8月の第1週を通じて、立法スケジュールは極めて不安定な動きを見せた。2026年8月3日の月曜日には、スーン氏は暗号資産市場構造法案を含む主要案件が処理されるまでワシントンに留まると強調していた。しかし、2026年8月6日の木曜日には、民主党の反対や手続き上の障害により、休会前の採決が不可能であることが明らかになった。
政治的摩擦と「採決不可」の宣言
トゥーン院内総務は今回の遅延の原因を民主党側に転嫁し、民主党が明確性法案に対する採決不可を固守したと主張した。一方、ブロックチェーン協会のサマー・マーシンガー氏は、この法案がイノベーションと消費者保護を促進する親市場的な法案であると擁護し、ウォール・ストリート・ジャーナル(WSJ)編集委員会の懐疑的な見方に真っ向から反論した。
- 2026年8月3日:ジョン・トゥーン院内総務、仮想資産法案の処理まで休会はないと発表。
- 2026年8月4日:キャシー・ウッド氏のARKインベストメント、立法への期待感の中で関連資産を購入。
- 2026年8月6日:トゥーン代表、民主党の反対による9月への延期を公式に確認。
- 2026年8月7日:上院が公式に休会入りし、市場の下落傾向が深刻化。
立法遅延のニュースに仮想資産市場は即座に反応した。特にリップル(Ripple)と連動したXRPは今週だけで5.5%下落し、主要な仮想資産の中で最大の下落幅を記録した。ビットコイン(BTC)も規制の不確実性の中で6万4,000ドル付近で停滞した動きを見せ、市場の失望感を反映した。
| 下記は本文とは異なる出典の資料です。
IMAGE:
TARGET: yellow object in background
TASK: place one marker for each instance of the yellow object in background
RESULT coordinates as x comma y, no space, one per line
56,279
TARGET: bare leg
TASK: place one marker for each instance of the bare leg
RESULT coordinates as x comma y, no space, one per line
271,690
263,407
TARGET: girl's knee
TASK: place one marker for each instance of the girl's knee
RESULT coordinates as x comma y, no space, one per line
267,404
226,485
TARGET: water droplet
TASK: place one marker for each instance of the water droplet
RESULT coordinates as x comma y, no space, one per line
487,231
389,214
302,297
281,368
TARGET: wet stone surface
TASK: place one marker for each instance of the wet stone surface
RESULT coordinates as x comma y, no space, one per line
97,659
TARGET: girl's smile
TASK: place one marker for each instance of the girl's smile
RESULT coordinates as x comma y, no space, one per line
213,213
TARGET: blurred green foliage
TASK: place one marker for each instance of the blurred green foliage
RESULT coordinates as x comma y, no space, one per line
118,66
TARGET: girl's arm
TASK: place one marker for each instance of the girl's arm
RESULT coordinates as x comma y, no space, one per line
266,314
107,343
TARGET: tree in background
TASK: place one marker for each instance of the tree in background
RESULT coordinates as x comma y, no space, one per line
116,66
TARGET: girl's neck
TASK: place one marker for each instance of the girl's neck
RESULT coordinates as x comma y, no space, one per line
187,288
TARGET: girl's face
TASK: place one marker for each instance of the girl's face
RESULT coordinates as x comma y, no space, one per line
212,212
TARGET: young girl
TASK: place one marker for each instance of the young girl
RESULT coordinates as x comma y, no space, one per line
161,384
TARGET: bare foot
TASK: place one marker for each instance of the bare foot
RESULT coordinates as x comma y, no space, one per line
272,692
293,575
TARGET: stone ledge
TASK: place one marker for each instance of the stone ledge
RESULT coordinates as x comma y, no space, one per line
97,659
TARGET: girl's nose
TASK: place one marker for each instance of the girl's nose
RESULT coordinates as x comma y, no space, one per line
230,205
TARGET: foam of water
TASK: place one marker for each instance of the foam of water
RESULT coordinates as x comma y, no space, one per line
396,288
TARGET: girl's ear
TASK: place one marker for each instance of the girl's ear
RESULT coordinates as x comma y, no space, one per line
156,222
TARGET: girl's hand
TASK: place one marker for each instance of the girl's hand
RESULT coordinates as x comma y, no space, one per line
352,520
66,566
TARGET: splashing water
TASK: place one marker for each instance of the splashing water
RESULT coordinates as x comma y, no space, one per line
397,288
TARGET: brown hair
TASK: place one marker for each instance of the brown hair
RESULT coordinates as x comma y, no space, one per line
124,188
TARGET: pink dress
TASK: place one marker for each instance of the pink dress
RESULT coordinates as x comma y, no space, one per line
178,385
法案処理を複雑にしている要素の一つとして、特定の倫理規定が指摘されている。ブルームバーグの報道によると、当該法案にはドナルド・トランプ大統領が数百万ドルの税金を猶予される可能性のある条項が含まれており、議論を呼んでいる。こうした敏感な事案が、2年以上続いた超党派の協力の足かせになっていると分析されている。
業界の擁護と規制懐疑論の衝突
仮想資産業界は、今回の法案が市場構造の明確性を確保するための不可欠なステップであると見ている。サマー・マーシンガー氏は、この法案が競争を拒否するものではなく、むしろ市場の透明性を高めるものだと強調した。しかし、規制当局や一部の政界では、依然として法案の詳細が既存の金融秩序に与える影響について疑念を表明している。
今後の展望:9月の本会議日程
上院が9月に復帰しても、法案通過までは険しい道のりが予想される。2年間続いた両党間の膠着状態を解決するためには、フィリバスターを終了させるためのクロージャー(討論終結)投票など、複雑な手続き上の関門を越えなければならない。市場参加者は、9月初旬の上院の本会議日程が仮想資産規制の行方を左右する分水嶺になると予想している。
| 資産 | 週間変動率 (%) | 市場環境 |
|---|---|---|
| XRP | -5.5% | 主要銘柄の中で最大の下げ幅 |
| ビットコイン (BTC) | 小幅な下落 | 64,000ドル付近で停滞 |
| イーサリアム (ETH) | 小幅な下落 | 市場全体のトレンドに追随 |
上院が「Clarity Act(明確化法案)」の採決延期を決定したことを受け、主要暗号資産の中でXRPが最大の下げ幅を記録した。



本コンテンツは情報提供と論評を目的としたものであり、投資助言ではありません。
この記事について話しましょう
ほかの読者の反応を見ながら、自分の意見も残せます。